Além do número previsto de 1,6 milhão de pessoas na praia de Copacabana, no Rio de Janeiro (RJ), o show gratuito da cantora Lady Gaga deve trazer ainda um forte significado político à noite deste sábado (3). Ativista pela liberdade de gênero, a cantora, que movimentou caravanas de diferentes estados à capital carioca, é conhecida por trazer discursos anticonservadores às apresentações.
“A Lady Gaga é extremamente importante para a cultura pop e para a música em si. E ela tem essa coisa da teatralidade, da dramaticidade e de usar isso para realmente fazer pensar, questionar, provocar, mas também para criar um universo para o qual ela transporta as pessoas que consomem o trabalho dela”, antecipa o pesquisador Leonardo Rodrigues, mestre em história da arte e especialista em cultura pop. Para Rodrigues, o show representa uma “catarse coletiva” para os fãs.

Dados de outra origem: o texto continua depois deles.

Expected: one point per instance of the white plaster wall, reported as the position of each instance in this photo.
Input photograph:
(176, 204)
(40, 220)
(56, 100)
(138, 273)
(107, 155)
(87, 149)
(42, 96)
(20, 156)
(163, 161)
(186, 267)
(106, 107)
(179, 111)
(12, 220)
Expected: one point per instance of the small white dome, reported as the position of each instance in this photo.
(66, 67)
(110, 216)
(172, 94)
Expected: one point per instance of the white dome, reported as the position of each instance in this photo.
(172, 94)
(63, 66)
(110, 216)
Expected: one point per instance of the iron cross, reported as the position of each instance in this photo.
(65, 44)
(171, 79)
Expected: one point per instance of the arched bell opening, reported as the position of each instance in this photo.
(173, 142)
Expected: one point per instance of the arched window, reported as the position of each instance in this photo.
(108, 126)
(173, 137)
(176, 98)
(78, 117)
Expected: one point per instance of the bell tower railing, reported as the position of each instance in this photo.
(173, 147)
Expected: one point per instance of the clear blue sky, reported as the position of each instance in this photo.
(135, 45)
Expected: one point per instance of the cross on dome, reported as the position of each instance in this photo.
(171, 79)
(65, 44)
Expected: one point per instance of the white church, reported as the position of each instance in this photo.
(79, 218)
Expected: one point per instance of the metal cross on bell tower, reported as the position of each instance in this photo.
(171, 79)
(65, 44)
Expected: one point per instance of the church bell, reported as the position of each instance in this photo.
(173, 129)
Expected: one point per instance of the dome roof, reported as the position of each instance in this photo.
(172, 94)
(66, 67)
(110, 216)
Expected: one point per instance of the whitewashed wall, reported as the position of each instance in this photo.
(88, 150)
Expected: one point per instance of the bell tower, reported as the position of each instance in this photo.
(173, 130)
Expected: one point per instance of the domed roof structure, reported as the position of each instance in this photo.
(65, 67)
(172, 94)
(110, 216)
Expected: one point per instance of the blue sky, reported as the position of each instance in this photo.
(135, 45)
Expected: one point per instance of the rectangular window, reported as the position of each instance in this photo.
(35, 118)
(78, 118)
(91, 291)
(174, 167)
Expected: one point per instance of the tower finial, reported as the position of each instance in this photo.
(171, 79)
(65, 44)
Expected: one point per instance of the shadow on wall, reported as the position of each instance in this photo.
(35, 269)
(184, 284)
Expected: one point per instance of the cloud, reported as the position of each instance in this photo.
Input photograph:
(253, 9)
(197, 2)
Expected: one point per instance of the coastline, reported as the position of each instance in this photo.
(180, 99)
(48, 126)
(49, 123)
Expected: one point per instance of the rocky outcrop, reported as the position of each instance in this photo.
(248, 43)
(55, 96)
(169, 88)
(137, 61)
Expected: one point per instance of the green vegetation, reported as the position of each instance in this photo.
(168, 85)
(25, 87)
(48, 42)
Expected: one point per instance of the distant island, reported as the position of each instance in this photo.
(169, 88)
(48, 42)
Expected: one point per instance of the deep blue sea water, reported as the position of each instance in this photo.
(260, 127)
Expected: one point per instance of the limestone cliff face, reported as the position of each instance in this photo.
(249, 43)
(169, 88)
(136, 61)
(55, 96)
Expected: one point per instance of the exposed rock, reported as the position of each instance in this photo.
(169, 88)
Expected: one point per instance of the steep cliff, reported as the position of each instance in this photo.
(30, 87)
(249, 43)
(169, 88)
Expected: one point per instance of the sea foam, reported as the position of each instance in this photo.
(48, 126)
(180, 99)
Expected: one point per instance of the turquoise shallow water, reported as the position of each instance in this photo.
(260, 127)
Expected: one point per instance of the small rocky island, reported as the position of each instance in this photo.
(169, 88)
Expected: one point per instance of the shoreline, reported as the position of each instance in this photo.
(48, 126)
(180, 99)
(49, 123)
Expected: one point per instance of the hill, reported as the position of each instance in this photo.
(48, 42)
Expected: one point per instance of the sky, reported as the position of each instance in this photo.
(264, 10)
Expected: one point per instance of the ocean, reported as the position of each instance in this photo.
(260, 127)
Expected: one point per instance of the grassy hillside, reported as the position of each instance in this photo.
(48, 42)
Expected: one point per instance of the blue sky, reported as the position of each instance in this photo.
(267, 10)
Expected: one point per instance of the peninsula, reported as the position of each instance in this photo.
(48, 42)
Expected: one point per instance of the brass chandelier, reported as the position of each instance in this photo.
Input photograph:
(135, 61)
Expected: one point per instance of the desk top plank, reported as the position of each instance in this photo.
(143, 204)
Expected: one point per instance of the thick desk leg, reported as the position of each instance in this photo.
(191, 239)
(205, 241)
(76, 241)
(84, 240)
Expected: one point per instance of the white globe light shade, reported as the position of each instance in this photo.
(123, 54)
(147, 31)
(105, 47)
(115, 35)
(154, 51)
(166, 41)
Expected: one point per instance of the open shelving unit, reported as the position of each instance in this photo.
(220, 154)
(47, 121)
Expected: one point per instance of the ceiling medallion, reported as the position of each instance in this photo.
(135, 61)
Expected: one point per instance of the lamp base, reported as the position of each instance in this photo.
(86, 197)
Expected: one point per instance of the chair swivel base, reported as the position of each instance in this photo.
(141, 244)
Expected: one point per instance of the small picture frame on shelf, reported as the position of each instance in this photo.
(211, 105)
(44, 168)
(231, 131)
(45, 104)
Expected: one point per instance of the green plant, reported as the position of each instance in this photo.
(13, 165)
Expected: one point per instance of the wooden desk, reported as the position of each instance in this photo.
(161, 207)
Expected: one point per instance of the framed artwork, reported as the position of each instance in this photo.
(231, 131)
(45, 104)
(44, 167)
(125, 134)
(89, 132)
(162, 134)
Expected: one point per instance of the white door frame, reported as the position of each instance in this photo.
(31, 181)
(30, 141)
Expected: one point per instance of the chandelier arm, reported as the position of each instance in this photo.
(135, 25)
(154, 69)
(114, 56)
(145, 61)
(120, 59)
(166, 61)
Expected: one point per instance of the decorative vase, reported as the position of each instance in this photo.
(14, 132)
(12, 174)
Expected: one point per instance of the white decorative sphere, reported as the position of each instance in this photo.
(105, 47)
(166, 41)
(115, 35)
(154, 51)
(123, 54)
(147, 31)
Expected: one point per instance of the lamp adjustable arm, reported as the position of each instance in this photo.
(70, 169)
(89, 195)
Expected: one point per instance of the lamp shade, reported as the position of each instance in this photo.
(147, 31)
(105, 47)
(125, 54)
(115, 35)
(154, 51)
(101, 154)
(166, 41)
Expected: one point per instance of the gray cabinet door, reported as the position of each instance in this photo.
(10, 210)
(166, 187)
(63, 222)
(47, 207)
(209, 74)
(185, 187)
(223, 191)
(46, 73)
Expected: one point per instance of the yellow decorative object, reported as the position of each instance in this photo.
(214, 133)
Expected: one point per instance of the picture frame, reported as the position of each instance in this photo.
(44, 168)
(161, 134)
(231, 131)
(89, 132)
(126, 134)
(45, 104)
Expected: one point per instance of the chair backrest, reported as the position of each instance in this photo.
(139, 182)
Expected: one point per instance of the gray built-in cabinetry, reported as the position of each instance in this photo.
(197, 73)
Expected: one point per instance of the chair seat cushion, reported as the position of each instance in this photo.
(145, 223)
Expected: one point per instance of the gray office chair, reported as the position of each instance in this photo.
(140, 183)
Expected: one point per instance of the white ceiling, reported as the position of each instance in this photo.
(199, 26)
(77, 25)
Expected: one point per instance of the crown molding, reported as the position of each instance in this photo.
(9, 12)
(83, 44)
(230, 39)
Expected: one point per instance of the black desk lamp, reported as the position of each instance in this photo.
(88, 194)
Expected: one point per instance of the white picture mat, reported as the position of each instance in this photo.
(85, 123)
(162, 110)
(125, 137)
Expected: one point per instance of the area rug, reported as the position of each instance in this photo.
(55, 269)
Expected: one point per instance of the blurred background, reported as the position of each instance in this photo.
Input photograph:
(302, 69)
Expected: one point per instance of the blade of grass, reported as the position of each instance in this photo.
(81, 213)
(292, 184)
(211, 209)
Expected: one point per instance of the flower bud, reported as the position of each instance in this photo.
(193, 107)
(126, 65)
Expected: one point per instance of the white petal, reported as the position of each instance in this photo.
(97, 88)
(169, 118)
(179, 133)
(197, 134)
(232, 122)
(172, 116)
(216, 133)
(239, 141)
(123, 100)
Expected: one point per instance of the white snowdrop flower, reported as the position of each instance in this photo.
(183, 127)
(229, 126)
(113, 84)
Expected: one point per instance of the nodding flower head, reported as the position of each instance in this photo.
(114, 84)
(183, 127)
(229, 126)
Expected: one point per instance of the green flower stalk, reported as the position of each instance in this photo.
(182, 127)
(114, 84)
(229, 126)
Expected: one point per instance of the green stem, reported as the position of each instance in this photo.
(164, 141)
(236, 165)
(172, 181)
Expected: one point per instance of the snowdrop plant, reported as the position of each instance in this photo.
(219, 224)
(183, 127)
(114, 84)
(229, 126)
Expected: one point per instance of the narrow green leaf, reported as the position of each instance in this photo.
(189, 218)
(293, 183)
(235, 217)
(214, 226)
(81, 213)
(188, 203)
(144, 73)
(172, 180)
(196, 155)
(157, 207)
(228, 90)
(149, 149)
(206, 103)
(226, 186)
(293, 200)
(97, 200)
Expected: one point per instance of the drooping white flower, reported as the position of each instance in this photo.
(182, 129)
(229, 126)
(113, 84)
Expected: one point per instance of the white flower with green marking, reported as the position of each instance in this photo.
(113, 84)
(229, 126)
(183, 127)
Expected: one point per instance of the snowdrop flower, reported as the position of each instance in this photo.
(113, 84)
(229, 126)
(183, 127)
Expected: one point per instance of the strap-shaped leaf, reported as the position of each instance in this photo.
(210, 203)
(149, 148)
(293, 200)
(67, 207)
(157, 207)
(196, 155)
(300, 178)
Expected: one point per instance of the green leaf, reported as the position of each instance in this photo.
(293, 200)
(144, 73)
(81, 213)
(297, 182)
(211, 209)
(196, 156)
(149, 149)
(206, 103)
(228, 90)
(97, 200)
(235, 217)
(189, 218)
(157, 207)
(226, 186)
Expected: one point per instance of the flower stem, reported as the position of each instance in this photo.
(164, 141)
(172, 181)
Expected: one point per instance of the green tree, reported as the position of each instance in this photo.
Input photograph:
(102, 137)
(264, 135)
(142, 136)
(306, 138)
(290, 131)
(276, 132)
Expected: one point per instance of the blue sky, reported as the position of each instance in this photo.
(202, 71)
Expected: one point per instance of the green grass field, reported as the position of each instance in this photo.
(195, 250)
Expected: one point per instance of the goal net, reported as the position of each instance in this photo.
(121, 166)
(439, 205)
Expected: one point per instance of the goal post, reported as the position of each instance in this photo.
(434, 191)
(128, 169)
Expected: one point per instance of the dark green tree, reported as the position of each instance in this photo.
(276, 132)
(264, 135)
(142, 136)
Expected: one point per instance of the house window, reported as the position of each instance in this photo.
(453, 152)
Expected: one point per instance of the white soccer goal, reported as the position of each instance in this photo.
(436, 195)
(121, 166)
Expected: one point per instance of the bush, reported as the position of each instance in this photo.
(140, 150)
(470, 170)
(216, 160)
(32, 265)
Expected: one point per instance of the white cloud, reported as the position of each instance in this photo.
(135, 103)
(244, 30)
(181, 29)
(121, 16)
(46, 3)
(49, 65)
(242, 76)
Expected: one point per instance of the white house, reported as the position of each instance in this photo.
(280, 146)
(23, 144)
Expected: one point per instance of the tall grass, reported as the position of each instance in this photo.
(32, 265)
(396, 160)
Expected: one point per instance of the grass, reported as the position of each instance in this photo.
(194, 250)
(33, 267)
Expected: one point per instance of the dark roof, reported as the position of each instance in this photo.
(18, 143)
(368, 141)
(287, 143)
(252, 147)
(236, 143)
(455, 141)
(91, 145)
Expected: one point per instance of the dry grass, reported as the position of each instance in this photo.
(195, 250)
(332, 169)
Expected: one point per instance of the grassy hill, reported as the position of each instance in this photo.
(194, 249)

O pesquisador destaca, ainda, que o trabalho da artista não pode ser dissociado do discurso político. “Ela é uma figura que fala muito sobre as questões LGBTQIAPN+. Inclusive no Grammy, quando ela recebeu o prêmio, ela fez questão de fazer um discurso destacando a importância das pessoas trans em resposta às medidas do governo do Donald Trump de revogar direitos”, explica, em referência à fala da cantora em fevereiro deste ano. Na ocasião, Gaga dedicou um dos mais importantes prêmios da música à comunidade transexual.
O professor Thiago Soares, pesquisador da Universidade Federal de Pernambuco (UFPE) e coordenador do Grupo de Pesquisa em Comunicação, Música e Cultura Pop (Grupop), observa também que o “encantamento” que a diva exerce sobre a comunidade de fãs tem uma raiz geracional. “Essa relação das pessoas LGBT com o que entendemos hoje como ‘divas pop’, mesmo antes, com as divas da ópera, sempre existiu. Pessoas gays, transexuais, travestis, têm uma relação histórica com essa figura, esse elemento da mulher forte. O que a Lady Gaga tem de diferente, então? Possivelmente que ela está incluída na geração millennial, cujas agendas ativistas são muito mais explícitas”, explica.

“Desde as primeiras aparições como artista, em 2008, ela que é uma mulher branca, cis, até então em relacionamentos heterossexuais, passa a encampar essa agenda de identidade de gênero, de ativismo de gênero, de ativismo trans”, diz. Outro traço artístico que, segundo o pesquisador, ajuda a explicar o elo entre os fãs e a ídola, é o fato de que Lady Gaga se apresente como “um ídolo frágil”: “Ela se vulnerabiliza. Ela se expõe como, entre aspas, monstruosa. Isso gera também uma empatia, mobiliza um afeto que é também parte dessa geração”, afirma Soares.
‘Mobilização dos fãs é um tipo de ativismo’
Para a técnica de tecnologia da informação Laura Caetano, que aguarda o show no Rio de Janeiro, a celebração de pessoas LGBTQIAPN+ na capital carioca, neste contexto, é por si um ato político. “É injusto reduzir o que está acontecendo aqui no Rio a uma simples movimentação de entretenimento. É diversão, sim, é pela arte, sim. Mas por que isso seria menos ativismo?”, questiona. “Só quem viveu uma vida se escondendo sabe a importância de se exibir.” Bissexual e militante, Caetano mora no Recife (PE) e diz que viajou para o show, mas também para “viver a atmosfera da cidade”.
Para o evento, que recebeu o apelido de “Gagacabana”, é esperada uma movimentação de R$ 600 milhões na economia carioca e cerca de 240 mil turistas, o que atrai também visibilidade às causas defendidas pela popstar. “Essa oportunidade de ver um show da Lady Gaga no Brasil, depois de tanto tempo, e de graça em Copacabana, realmente vai ser algo histórico”, diz Leonardo Rodrigues. A última apresentação da artista no Brasil ocorreu em 2012, há 13 anos.